Substituting $L = 5.0\,{\text{H}}$ and $C = 80\,\mu F$ in the above equation, we get,
$\omega = \dfrac{1}{{\sqrt {\left( 5 \right)\left( {80 \times {{10}^{ - 6}}} \right)} }}$
$\Rightarrow \omega = \dfrac{1}{{0.02}}$
$\Rightarrow \omega = 50\,{\text{rad/s}}$

Therefore, the source frequency which drives the circuit in resonance is 50 rad/s.

(b) We know that at resonance, the capacitive reactance and inductive reactance are equal.

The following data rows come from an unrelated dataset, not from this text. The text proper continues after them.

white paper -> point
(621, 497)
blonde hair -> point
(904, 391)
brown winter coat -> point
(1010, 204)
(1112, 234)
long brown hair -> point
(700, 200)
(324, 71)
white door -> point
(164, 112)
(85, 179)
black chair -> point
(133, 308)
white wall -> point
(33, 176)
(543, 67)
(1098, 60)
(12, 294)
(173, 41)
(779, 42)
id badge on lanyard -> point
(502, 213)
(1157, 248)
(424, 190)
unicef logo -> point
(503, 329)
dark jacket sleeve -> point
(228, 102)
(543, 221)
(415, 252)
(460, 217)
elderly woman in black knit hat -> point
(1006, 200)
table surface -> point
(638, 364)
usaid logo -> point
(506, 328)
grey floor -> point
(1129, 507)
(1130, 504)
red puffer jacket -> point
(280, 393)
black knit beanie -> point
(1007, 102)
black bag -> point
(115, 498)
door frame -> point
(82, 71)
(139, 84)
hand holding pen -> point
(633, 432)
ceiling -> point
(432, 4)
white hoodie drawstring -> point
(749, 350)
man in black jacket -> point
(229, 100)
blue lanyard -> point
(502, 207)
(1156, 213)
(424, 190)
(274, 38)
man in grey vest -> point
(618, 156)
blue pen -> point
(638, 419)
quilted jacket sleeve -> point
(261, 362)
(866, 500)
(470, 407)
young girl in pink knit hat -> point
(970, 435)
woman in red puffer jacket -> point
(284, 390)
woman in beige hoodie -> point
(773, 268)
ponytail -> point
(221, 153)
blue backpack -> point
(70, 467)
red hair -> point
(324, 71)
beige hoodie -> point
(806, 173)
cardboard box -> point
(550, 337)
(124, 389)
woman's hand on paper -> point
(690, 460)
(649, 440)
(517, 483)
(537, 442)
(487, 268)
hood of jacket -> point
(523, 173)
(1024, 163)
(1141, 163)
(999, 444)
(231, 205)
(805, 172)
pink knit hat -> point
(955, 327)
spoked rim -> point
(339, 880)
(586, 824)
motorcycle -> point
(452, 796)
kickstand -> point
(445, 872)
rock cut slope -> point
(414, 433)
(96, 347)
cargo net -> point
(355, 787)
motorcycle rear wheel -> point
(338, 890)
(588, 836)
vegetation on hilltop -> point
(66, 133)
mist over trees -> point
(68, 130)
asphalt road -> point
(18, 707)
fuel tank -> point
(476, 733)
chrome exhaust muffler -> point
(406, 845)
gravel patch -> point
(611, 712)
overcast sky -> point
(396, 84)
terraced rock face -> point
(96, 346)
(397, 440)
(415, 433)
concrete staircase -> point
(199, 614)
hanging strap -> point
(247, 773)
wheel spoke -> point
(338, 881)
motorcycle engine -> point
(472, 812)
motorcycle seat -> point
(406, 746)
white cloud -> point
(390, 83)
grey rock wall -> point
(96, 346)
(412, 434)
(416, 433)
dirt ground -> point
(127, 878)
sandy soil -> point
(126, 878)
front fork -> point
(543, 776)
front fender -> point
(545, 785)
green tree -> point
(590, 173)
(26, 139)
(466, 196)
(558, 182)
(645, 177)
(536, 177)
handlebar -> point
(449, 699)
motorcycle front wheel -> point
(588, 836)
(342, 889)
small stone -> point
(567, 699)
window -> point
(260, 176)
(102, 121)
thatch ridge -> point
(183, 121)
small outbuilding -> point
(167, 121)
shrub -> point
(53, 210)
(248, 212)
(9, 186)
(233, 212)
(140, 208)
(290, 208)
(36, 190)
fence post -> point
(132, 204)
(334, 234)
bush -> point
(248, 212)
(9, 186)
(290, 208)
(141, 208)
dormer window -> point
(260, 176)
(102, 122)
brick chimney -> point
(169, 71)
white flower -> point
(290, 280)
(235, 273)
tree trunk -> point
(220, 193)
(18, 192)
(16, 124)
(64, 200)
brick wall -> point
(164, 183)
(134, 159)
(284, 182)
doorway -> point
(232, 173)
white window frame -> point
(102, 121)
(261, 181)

Therefore, ${X_L} = {X_C}$
Here, ${X_L}$ is the inductive reactance and ${X_C}$ is the capacitive reactance.
We have the impedance of the series LCR circuit is given as,
$Z = \sqrt {{R^2} + {{\left( {{X_L} - {X_C}} \right)}^2}}$
Substituting ${X_L} = {X_C}$ in the above equation, we get,
$Z = \sqrt {{R^2} + {{\left( {{X_C} - {X_C}} \right)}^2}}$
$\Rightarrow Z = \sqrt {{R^2}}$
$\Rightarrow Z = R$
$\Rightarrow Z = 40\,\Omega$
Therefore, the impedance of the circuit is $40\,\Omega$ .

We have the expression for the amplitude of the current in LCR circuit is,
${I_0} = \dfrac{{{V_0}}}{Z}$
Here, ${V_0}$ is the peak voltage and it is given as,
${V_0} = \sqrt 2 V$ , where V is the source voltage.
Therefore, the amplitude of the current becomes,
${I_0} = \dfrac{{\sqrt 2 V}}{Z}$
$\Rightarrow {I_0} = \dfrac{{\sqrt 2 \left( {230} \right)}}{{40}}$
$\Rightarrow {I_0} = 8.13\,{\text{A}}$

Therefore, the amplitude of the current is 8.13 A.

(c) Let’s find the total current in the circuit as,
$I = \dfrac{{{I_0}}}{{\sqrt 2 }}$
$\Rightarrow I = \dfrac{{8.13}}{{\sqrt 2 }}$
$\Rightarrow I = 5.75\,{\text{A}}$
Now, we know that the potential drop across the inductor is given as,
${V_L} = I \times \omega L$ , where, $\omega$ is the resonance frequency.
Substituting 5.75 A for I, 50 rad/s for $\omega$ and 5.0 H for L in the above equation, we get,
${V_L} = \left( {5.75} \right) \times \left( {50} \right)\left( 5 \right)$
$\Rightarrow {V_L} = 1437.5\,{\text{V}}$

We have the potential drop across the capacitor is given as,
${V_C} = I \times \dfrac{1}{{\omega C}}$
Substituting 5.75 A for I, 50 rad/s for $\omega$ and $80\,\mu F$ for C in the above equation, we get,
${V_C} = \left( {5.75} \right) \times \dfrac{1}{{\left( {50} \right)\left( {80 \times {{10}^{ - 6}}} \right)}}$
$\Rightarrow {V_C} = \left( {5.75} \right) \times \left( {250} \right)$
$\Rightarrow {V_C} = 1437.5\,{\text{V}}$
The voltage drop across the resistor is given as,
${V_R} = I \times R$

Substituting 5.75 A for I and $40\,\Omega$ for R in the above equation, we get,
${V_R} = \left( {5.75} \right) \times \left( {40} \right)$
$\Rightarrow {V_R} = 230\,{\text{V}}$
We have the potential drop across the LC circuit is given as,
${V_{LC}} = I\left( {{X_L} - {X_C}} \right)$
As we have seen earlier, at resonance, ${X_L} = {X_C}$ .

Therefore, the potential drop across the LC combination becomes zero.

Note: The potential drop across the LC circuit at resonance is zero and therefore, ${V_{LC}} = I\left( {{X_L} - {X_C}} \right) = I{X_L} - I{X_C} = 0$
$\Rightarrow I{X_L} = I{X_C}$
$\Rightarrow {V_L} = {V_C}$
Therefore, the potential drop across both inductor and capacitor is the same at resonance as we see in the solution.At resonance, the impedance of the whole circuit that is resistance in the LCR circuit is only due to the resistor.